[Bafouilles] La représentation du handicap dans la culture Pop.

Salut bande de geeks ! Aujourd’hui on se retrouve pour un sujet qui me tient à cœur : le handicap. Je n’en parle pas forcément sur les réseaux sociaux, car je ne veux pas qu’on me mette une étiquette et qu’on me prenne en pitié. Je suis personnellement en situation de handicap. Alors, je ne sais pas si cela fait de moi une personne légitime pour en parler, mais je voulais vraiment partager avec vous sur ce sujet.

Une rapide introduction.

Au cinéma, le handicap commence à faire son apparition. Et dans le cinéma français en particulier. A commencer par Intouchable. Cependant, j’ai surtout en tête deux films que j’ai beaucoup appréciés : La Famille Bélier et Patients. J’ai beaucoup ri, notamment lors de ce dernier. Certainement parce que je me suis reconnue dans certaines situations – par exemple quand des valides me posent des questions ou ne savent pas comment réagir. D’ailleurs, certaines personnes dans la salle ont dû trouver que mes réactions étaient déplacées.

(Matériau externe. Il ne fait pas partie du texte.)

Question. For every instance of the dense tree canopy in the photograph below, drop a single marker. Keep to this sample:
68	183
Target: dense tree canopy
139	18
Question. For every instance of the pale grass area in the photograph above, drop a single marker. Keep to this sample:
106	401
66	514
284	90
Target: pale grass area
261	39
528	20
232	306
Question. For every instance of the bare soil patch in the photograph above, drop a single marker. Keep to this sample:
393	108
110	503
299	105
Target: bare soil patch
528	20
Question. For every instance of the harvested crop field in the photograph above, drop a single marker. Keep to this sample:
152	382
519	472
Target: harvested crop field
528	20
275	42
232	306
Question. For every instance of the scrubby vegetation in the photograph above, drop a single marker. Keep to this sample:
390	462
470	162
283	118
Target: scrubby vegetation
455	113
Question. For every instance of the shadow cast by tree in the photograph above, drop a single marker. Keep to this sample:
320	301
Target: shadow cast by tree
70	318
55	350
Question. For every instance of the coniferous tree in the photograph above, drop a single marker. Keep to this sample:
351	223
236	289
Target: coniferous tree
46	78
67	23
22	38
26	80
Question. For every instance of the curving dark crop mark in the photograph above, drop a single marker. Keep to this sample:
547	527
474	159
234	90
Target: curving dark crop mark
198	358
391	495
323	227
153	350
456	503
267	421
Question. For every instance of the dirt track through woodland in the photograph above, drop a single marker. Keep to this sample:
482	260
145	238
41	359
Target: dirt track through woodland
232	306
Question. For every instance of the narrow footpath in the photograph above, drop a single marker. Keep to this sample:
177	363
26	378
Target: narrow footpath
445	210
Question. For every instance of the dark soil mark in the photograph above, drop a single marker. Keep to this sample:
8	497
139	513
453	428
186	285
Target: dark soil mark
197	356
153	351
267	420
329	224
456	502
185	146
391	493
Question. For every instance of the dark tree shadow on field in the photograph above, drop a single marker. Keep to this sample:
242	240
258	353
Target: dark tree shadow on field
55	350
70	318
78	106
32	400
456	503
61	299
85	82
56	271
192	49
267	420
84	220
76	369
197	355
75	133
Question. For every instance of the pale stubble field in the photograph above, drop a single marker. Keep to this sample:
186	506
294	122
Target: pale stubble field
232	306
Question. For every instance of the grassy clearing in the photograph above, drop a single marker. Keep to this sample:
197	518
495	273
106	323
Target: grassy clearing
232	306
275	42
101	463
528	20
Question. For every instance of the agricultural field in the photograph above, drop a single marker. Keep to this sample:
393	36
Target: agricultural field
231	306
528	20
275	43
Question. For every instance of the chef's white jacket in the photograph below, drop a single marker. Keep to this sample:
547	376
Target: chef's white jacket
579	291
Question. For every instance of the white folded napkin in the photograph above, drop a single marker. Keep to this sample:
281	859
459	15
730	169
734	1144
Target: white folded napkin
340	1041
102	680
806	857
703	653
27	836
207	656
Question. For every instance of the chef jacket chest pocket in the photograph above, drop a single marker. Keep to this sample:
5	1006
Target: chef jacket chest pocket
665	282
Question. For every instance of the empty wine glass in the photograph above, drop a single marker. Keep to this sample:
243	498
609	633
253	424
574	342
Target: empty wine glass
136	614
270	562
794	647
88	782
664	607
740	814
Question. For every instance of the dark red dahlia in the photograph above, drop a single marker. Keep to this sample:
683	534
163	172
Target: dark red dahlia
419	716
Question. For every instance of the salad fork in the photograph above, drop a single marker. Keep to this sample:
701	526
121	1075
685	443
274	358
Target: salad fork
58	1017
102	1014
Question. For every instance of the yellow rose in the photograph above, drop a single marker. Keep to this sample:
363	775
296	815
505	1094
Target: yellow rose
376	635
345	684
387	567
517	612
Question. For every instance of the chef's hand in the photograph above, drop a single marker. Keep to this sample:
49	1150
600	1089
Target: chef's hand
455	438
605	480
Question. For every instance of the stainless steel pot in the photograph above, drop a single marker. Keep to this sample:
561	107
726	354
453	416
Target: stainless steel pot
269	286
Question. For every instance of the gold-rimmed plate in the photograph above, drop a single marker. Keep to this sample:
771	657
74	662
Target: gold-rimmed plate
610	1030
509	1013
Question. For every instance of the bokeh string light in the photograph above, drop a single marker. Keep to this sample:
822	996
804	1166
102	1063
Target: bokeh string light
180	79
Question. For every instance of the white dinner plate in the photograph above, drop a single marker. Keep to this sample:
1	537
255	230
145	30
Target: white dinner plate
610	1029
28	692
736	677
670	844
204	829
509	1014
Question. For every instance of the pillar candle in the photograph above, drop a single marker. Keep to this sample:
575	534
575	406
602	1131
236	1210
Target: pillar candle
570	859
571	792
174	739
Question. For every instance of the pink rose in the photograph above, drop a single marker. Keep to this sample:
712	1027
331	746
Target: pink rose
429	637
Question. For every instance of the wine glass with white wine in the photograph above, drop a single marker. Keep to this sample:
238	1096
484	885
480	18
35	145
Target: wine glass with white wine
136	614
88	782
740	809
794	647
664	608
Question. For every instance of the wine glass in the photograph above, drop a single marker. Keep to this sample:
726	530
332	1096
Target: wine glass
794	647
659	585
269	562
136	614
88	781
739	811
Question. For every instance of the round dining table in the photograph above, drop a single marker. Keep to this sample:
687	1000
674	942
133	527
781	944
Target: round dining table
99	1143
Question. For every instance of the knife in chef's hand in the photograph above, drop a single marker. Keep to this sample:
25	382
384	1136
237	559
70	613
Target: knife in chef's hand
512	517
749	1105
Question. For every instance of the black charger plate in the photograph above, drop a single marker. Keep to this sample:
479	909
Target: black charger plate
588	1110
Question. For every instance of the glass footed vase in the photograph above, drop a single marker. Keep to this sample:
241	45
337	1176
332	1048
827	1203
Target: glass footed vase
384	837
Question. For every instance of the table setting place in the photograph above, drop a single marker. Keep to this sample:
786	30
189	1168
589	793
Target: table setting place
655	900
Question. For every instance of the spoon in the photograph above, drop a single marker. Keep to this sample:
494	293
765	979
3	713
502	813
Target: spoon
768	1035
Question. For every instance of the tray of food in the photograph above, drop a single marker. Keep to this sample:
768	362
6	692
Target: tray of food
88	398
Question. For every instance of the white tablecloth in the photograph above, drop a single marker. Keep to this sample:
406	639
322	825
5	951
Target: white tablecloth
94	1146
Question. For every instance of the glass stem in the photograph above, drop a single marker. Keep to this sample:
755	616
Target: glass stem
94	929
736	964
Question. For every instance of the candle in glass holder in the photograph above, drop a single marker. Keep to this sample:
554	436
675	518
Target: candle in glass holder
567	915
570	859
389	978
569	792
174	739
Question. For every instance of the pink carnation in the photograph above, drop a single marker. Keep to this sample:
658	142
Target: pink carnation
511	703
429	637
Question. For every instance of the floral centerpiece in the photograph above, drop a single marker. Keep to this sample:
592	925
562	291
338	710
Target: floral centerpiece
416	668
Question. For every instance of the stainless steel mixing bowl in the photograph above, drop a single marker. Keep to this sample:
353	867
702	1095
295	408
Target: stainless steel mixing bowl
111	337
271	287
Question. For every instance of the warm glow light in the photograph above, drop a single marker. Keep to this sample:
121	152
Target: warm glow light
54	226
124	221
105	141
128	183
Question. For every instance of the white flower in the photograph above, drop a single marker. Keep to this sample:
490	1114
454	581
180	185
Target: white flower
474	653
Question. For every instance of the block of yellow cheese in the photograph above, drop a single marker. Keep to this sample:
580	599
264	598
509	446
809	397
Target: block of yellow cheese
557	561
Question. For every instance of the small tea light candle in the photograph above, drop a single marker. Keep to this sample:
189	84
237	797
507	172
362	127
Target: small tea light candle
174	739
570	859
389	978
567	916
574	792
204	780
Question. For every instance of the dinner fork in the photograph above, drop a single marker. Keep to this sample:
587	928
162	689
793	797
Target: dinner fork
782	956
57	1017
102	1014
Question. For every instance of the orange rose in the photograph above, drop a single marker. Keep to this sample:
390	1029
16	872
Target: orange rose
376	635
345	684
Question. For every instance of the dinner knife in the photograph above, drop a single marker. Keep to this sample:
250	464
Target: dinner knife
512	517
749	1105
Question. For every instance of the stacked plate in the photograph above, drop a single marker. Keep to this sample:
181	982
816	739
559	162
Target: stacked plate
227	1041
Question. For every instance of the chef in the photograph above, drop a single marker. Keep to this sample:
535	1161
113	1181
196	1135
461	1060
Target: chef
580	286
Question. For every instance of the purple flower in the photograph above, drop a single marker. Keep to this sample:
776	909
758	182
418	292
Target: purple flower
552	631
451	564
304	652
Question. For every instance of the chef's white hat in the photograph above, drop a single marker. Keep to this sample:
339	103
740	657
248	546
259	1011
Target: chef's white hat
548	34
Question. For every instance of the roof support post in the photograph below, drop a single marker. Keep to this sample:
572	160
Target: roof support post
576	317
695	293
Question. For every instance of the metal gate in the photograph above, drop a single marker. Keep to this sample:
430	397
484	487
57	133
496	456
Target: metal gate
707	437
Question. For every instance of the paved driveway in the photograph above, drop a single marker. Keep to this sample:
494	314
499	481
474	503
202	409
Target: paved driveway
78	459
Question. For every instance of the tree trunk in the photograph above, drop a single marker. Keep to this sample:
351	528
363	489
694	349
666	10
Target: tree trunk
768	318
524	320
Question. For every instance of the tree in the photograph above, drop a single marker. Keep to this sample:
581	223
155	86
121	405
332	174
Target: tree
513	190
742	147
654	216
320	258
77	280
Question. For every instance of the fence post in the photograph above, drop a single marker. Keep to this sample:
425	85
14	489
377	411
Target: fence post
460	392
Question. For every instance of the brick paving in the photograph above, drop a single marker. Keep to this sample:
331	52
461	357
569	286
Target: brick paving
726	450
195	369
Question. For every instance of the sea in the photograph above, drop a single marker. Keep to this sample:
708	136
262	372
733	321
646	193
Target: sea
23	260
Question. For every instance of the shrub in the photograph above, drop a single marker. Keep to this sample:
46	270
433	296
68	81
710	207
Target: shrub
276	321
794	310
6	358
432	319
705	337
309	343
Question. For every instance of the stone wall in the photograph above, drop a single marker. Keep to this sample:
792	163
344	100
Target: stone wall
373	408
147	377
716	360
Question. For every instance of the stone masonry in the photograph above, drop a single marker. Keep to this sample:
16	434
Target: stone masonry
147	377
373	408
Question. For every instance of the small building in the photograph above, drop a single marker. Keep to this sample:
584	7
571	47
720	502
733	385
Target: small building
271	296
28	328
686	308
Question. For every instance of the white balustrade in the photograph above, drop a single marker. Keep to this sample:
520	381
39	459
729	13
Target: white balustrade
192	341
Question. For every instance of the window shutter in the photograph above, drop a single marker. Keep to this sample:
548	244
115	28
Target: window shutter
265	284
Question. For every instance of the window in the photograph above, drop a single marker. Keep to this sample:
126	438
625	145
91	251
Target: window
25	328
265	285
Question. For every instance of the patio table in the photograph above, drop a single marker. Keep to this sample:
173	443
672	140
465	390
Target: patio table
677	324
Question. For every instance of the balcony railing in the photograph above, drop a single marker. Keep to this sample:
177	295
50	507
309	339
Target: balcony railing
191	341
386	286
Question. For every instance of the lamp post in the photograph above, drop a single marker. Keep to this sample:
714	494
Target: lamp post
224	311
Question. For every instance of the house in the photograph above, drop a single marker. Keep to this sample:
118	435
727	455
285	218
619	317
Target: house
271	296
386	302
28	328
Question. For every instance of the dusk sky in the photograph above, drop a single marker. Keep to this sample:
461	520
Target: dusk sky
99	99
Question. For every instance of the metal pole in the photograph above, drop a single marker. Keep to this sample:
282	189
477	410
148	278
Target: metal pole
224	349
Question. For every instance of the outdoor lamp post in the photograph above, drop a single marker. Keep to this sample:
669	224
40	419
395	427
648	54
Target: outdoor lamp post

Avant que vous commentiez cet article, sachez que j’ai un handicap de naissance et que je le vis très bien. Pas de dépression, pas de mal être. Je le prends vraiment comme une force et quelque chose qui a fait de moi la femme que je suis aujourd’hui.

Bref, on n’est pas là pour parler de moi, mais bien des personnages fictifs étant en situation de handicap. Toutefois, pour être clair, qu’est que le handicap ?

Une classification des handicaps est établie à l’aide de 5 grandes catégories :

  •  le handicap moteur,
  •  le handicap sensoriel (visuel, auditif),
  •  le handicap psychique (pathologies perturbant la personnalité),
  •  le handicap mental (déficiences intellectuelles)
  •  et les maladies invalidantes.

Même si je trouve personnellement qu’il y a très peu de place pour le handicap dans la culture en général, j’ai quand même trouvé quelques exemples marquants.

Rain Man (le film avec Tom Cruise et Dustin Hoffman).

Sorti en 1988 en France (très bonne année au passage), Rain Man raconte l’histoire d’un revendeur de voitures obsédé par l’argent, Charlie, qui découvre, suite au décès de son père, qu’il a un grand frère, Raymond. Raymond va s’avérer être une personne particulière : il a un trouble autistique.

De mémoire, il me semble que c’est l’un des premiers films qui traite un tel sujet. Ce film pose la question de l’insertion des personnes autistes, de l’image que les personnes en ont, leurs a priori. Même si Charlie va profiter des capacités de son frère (il va lui faire compter les cartes au Casino notamment), il va se rappeler ses premières années avant que Raymond ne soit interné dans un hôpital psychiatrique. C’est alors que Charlie va vraiment le considérer comme son frère, une personne à part entière, et pas seulement une personne invalide que la société refuse d’inclure.

Ce film prouve que le trouble autistique était mal considéré et pas assez reconnu. A l’époque, il n’y avait pas tout le suivi qu’on peut trouver aujourd’hui. Il n’y a pas la même intégration dans la société. Ayant travailler pendant près de quatre ans avec des étudiants avec un trouble autistique, je trouve qu”on fait de plus en plus de choses pour eux et qu’il existe de plus en plus de structures pour les accompagner dans la vie de tous les jours. Malheureusement, selon la région dans laquelle on se trouve en France, ces personnes n’ont pas le même accès à ces services.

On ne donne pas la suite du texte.